Random Forests in Python

Ivo Flipse (@ivoflipse5)

Amsterdam Python Meetup, June 2014

Background

Human Movement Scientist
Specialized in gait analysis and pressure measurements
Pythonista, Matlab-survivor and reluctant R-user

Normally pressure measurements are done on humans

But I needed a version that worked on animals too

So I created Pawlabeling, see Github: https://www.github.com/ivoflipse/pawlabeling

Scientific Python stack

PySide (GUI)
NumPy (array operations)
SciPy (scientific calculations)
PyTables (storage)
OpenCV (computer vision)
Matplotlib (plotting)
Scikit-Learn (machine-learning)

For installing I recommend Anaconda (Continuum Analytics) or Canopy (Enthought).

Challenging problems

Detection and tracking of paws
Labeling the paws
Detecting toes
Image registration

Challenging problems

Detection and tracking of paws
Labeling the paws
Detecting toes
Image registration

Challenging problems

Detection and tracking of paws
Labeling the paws
Detecting toes
Image registration

Challenging problems

Detection and tracking of paws
Labeling the paws
Detecting toes
Image registration

Focus of the talk

Labeling the paws:

Given a paw, predict its label (LF, LH, RF, RH)

So how can we solve this?

Machine Learning in Python

Gael Varoquax (scikit-learn developer):

Machine Learning is about building programs with tunable parameters that are adjusted automatically so as to improve their behavior by adapting to previously seen data.

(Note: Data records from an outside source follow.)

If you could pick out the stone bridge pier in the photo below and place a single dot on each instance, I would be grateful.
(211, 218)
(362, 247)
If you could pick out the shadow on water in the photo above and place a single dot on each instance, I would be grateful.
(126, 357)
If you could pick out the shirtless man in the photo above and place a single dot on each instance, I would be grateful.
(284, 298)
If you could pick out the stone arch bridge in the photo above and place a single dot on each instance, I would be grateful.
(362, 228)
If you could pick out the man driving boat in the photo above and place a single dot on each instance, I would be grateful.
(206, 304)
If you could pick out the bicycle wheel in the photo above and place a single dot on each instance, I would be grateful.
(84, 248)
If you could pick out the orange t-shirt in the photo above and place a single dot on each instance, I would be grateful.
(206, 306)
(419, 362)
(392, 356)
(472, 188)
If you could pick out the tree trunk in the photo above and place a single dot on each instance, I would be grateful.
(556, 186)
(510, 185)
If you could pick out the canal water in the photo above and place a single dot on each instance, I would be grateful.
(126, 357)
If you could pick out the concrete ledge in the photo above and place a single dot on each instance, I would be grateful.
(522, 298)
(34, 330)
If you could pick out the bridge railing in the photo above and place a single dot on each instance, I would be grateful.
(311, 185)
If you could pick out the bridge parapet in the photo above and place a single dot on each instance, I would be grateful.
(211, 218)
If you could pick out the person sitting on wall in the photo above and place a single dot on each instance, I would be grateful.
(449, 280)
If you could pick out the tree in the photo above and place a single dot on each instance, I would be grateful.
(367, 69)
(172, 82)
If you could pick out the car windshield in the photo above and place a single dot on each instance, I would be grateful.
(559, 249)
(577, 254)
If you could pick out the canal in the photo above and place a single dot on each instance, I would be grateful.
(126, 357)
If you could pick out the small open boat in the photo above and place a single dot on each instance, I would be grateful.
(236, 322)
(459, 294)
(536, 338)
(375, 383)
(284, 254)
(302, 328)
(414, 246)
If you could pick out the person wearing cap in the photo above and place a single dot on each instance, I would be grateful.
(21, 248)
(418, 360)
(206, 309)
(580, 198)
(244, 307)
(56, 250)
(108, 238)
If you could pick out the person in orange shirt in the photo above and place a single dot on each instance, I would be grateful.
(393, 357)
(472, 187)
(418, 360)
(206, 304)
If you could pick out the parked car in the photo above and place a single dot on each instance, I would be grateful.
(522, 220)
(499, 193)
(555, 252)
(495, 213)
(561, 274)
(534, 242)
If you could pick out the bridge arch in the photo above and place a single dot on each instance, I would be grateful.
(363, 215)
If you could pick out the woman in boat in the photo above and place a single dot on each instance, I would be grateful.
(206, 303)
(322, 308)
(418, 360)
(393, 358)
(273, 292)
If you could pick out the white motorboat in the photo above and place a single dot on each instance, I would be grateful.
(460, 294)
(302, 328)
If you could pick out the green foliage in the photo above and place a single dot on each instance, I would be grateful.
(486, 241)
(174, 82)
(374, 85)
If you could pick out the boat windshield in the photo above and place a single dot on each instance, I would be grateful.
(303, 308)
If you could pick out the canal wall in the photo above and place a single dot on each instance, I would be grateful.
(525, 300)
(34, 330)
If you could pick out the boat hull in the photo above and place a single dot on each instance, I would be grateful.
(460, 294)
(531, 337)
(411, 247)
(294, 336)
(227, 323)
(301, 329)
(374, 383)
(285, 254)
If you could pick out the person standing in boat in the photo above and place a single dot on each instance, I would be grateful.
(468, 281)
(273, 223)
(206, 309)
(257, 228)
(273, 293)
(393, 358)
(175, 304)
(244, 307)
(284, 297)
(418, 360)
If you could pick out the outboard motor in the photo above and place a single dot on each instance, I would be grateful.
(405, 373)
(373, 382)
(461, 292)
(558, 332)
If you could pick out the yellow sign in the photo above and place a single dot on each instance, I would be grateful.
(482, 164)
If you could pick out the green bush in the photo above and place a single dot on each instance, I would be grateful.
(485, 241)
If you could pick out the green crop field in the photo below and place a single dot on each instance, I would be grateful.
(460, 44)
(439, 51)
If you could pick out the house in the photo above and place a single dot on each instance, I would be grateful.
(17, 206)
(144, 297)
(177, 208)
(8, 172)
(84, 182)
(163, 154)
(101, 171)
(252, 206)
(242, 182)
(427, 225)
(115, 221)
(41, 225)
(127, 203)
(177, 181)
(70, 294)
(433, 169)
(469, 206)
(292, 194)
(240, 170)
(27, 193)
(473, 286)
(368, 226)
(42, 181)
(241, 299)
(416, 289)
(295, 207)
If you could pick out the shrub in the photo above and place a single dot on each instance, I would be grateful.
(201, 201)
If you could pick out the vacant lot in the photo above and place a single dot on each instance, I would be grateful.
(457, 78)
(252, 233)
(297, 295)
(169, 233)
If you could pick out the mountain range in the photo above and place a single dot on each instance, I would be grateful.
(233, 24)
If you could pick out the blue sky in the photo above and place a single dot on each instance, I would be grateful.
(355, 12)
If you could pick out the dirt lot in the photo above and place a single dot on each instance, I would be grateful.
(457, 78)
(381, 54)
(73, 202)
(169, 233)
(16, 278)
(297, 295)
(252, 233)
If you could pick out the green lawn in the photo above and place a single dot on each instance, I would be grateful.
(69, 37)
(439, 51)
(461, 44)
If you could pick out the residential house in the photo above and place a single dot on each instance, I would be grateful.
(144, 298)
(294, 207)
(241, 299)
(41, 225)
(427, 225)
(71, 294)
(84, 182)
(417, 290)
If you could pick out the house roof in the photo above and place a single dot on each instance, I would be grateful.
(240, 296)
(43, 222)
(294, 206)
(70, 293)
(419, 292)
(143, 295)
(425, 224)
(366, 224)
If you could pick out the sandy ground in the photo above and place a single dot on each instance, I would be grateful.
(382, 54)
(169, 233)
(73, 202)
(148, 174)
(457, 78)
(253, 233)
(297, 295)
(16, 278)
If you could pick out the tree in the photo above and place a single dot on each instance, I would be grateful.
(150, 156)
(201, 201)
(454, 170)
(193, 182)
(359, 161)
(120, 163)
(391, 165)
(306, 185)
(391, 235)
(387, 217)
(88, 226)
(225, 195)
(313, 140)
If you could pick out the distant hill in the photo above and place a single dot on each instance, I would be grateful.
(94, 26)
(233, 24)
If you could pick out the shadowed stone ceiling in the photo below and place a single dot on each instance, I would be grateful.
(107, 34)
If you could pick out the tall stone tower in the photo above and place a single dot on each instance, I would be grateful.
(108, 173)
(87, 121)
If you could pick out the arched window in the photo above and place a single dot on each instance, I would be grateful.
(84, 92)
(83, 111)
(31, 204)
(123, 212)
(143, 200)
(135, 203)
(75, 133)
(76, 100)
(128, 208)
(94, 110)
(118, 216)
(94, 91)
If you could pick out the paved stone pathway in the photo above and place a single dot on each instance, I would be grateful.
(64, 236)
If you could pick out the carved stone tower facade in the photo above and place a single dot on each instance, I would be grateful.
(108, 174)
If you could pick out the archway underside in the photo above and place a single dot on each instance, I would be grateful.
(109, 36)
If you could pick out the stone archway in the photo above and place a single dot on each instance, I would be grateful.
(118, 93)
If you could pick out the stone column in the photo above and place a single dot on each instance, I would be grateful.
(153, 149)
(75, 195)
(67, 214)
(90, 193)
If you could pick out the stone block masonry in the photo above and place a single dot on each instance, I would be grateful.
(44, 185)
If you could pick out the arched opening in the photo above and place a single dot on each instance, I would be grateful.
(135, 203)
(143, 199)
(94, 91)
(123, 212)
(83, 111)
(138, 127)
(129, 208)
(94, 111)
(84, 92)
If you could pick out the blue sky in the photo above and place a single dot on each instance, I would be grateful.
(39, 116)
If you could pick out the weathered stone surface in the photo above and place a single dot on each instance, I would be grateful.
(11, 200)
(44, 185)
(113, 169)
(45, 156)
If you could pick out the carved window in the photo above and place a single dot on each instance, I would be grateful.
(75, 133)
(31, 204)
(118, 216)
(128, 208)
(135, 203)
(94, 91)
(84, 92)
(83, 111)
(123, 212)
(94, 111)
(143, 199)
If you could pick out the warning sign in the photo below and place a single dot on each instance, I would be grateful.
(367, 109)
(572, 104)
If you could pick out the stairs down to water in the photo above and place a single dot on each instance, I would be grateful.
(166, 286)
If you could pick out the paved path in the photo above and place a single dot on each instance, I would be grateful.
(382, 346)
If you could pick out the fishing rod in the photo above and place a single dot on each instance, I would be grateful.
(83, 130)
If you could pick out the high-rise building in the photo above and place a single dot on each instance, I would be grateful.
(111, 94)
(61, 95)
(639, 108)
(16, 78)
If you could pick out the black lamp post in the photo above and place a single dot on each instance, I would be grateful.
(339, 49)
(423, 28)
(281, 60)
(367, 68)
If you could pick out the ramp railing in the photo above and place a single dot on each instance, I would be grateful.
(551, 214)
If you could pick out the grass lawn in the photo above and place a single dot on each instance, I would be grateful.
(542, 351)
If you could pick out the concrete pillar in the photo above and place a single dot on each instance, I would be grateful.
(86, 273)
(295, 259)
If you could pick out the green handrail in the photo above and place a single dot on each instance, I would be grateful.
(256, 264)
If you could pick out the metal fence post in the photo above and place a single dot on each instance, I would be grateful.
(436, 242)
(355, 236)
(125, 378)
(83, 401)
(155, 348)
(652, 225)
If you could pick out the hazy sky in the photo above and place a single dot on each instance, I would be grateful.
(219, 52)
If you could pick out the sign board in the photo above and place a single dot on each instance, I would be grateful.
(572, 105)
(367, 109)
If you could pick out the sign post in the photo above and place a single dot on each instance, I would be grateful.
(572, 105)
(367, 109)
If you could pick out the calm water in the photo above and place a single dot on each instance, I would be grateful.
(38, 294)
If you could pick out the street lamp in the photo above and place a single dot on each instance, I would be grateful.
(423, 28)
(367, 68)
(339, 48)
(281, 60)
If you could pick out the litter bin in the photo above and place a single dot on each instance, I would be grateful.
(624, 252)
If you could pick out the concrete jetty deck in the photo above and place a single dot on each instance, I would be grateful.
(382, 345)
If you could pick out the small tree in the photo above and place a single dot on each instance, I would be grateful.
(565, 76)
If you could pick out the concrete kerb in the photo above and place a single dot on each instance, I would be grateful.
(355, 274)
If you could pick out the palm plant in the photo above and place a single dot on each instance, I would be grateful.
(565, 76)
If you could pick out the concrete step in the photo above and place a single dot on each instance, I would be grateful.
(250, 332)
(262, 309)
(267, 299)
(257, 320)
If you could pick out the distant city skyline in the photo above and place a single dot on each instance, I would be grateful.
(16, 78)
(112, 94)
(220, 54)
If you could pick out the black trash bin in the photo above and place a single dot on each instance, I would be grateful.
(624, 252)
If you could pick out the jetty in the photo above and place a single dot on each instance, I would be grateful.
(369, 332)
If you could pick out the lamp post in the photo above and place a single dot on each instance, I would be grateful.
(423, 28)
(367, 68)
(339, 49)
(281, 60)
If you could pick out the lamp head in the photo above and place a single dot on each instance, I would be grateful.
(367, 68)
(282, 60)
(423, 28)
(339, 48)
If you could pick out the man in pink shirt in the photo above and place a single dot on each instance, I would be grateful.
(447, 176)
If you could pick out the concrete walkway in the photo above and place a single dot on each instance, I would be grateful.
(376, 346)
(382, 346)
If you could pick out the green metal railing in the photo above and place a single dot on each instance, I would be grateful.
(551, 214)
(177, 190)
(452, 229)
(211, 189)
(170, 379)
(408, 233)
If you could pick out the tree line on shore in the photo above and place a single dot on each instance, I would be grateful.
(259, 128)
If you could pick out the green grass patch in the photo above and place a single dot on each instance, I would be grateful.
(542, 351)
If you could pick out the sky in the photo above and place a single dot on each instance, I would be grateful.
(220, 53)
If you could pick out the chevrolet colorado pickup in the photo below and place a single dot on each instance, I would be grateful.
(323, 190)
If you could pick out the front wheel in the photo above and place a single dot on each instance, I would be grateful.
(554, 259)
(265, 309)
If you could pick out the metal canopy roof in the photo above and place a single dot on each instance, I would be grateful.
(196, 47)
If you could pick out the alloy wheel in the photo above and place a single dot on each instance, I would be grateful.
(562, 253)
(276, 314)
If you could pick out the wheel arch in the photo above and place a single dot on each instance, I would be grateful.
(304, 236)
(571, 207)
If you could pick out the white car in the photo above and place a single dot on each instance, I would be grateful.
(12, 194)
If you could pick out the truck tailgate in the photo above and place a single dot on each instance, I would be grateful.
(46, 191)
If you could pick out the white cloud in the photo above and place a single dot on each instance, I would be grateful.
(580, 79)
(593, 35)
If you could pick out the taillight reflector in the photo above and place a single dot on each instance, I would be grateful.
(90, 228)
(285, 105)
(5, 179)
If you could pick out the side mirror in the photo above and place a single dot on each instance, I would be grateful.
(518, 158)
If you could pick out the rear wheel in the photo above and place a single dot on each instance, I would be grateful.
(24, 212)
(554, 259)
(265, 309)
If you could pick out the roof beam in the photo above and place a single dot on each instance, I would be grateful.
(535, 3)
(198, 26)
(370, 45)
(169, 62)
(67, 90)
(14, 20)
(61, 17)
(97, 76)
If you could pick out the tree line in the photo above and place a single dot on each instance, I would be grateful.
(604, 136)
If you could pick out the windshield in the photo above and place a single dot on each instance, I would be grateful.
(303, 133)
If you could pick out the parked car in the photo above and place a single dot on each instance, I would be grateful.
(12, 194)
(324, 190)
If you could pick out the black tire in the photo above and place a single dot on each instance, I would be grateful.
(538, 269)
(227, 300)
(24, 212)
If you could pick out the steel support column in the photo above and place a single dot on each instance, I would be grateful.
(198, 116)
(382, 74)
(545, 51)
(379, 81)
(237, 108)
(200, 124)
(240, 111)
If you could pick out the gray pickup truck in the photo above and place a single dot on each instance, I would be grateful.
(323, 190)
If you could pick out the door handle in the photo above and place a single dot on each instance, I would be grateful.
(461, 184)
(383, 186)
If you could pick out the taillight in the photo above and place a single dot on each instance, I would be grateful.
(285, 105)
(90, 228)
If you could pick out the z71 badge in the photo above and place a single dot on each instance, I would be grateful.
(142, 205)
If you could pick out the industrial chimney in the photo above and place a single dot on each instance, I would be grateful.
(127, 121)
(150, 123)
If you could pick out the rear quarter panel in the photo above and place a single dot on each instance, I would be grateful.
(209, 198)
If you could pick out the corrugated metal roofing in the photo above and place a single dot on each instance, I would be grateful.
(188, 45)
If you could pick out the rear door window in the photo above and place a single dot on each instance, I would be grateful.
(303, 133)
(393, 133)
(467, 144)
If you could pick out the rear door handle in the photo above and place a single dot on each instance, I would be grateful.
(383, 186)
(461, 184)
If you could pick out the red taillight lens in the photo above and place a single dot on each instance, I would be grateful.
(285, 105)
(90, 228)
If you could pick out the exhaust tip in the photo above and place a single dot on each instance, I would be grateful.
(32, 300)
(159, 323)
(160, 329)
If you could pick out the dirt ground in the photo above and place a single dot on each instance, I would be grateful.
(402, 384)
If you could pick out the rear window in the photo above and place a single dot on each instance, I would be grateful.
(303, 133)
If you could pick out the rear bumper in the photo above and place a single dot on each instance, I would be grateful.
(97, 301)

Today we'll focus on Supervised Learning:

Supervised learning consists of learning the link between two datasets: the observed data X and an external variable y that we are trying to predict, usually called target or labels. Most often, y is a 1D array of length n_samples.

Machine Learning in Python

Like finding a line that separates these black and white points

Machine Learning in Python

Or guessing the digit given an small image:

Using Scikit-Learn

Scikit-Learn cheat-sheet:

Source: Andreas Müller

Random Forests

Why use Random Forests:

Easy to use
Used for regression (predicting values)
Used for classification (predicting categories)
Gives you good scores on (entry-level) Kaggle competitions
I just happen to like them :-)

I thought I'd add this Quora question as a note, that explains Random Forests in laymans terms:

Suppose you're very indecisive, so whenever you want to watch a movie, you ask your friend Willow if she thinks you'll like it. In order to answer, Willow first needs to figure out what movies you like, so you give her a bunch of movies and tell her whether you liked each one or not (i.e., you give her a labeled training set). Then, when you ask her if she thinks you'll like movie X or not, she plays a 20 questions-like game with IMDB, asking questions like "Is X a romantic movie?", "Does Johnny Depp star in X?", and so on. She asks more informative questions first (i.e., she maximizes the information gain of each question), and gives you a yes/no answer at the end.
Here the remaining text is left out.